The chemical structures of original and modified ZnOw are confirmed by FTIR and XRD. As shown in Fig. 6, no obvious absorption is found in the FTIR spectrum of K-ZnOw. However, in the FTIR spectra of 1SK-ZnOw ∼ 9SK-ZnOw, there are two wide and strong absorptions attributing to the asymmetric (1069 cm⁻¹) and symmetrical (795 cm⁻¹) stretching vibrations of Si–O–Si, respectively.³⁶

Fig. 6 FTIR spectra of modified ZnOw.

Fig. 7 shows XRD patterns of original and modified ZnOw and their partially enlarged ones. Typical diffraction peaks for ZnOw can be observed in all patterns (Fig. 5A), illustrating that the modification does not change the ZnOw crystal. However, a distinct and broad peak assigning to amorphous SiO₂ appears at 15–30° in the pattern of each SK-ZnOw (region within the red box in Fig. 5b).³⁷

Fig. 7 XRD patterns (A) and partially enlarged views (B) of original and modified ZnOw.

Fig. 8 gives antibacterial rates of original and modified ZnOw against S. mutans ATCC 25175. All fillers have extremely similar antibacterial rates, so it can be concluded that γ-MPS treatment and SiO₂ hybridization do not affect the antibacterial activity of ZnOw.

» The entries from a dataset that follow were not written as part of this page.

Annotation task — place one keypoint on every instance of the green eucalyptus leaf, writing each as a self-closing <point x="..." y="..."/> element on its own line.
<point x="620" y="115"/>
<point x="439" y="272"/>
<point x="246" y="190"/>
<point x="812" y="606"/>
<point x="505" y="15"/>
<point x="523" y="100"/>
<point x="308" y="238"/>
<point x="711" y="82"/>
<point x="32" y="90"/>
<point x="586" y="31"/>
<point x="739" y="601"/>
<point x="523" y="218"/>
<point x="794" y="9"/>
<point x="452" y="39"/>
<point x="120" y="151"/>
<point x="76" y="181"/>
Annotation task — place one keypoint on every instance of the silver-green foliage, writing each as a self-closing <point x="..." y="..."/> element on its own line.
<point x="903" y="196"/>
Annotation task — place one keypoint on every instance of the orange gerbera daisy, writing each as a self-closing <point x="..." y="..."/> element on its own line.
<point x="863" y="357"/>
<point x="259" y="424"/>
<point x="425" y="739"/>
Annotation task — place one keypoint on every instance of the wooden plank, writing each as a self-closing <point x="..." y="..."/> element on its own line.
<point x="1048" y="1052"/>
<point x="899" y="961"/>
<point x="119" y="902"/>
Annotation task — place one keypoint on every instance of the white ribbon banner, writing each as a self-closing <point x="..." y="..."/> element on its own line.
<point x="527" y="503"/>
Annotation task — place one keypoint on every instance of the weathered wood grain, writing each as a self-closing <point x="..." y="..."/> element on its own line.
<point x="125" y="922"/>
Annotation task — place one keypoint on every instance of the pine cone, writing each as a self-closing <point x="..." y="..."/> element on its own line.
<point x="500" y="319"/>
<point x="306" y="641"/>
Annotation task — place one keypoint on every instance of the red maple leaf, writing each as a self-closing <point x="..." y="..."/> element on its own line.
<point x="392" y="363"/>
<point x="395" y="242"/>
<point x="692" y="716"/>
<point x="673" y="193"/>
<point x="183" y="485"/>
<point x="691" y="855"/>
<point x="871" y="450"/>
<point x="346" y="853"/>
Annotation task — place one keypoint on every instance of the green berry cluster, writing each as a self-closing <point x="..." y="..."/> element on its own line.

Fig. 8 Antibacterial rates of original and modified ZnOw.

Based on above data, it is confirmed that SiO₂ is successfully coated on K-ZnOw surface, and its loading can be adjusted by varying reaction time, ammonia amount, dropping time of TEOS and the quantity of water; meanwhile SK-ZnOw has similar antibacterial activity as ZnOw. Although nine SK-ZnOw particles have different SiO₂ loading, no significant changes in their surface morphologies and antibacterial activities are found. Therefore, we selected 1SK-ZnOw, which has the simplest preparation process, as the representative to fabricate SK-ZnOw/UBT composites for systematically studying the influence of the SK-ZnOw content on the structure and properties of the composites.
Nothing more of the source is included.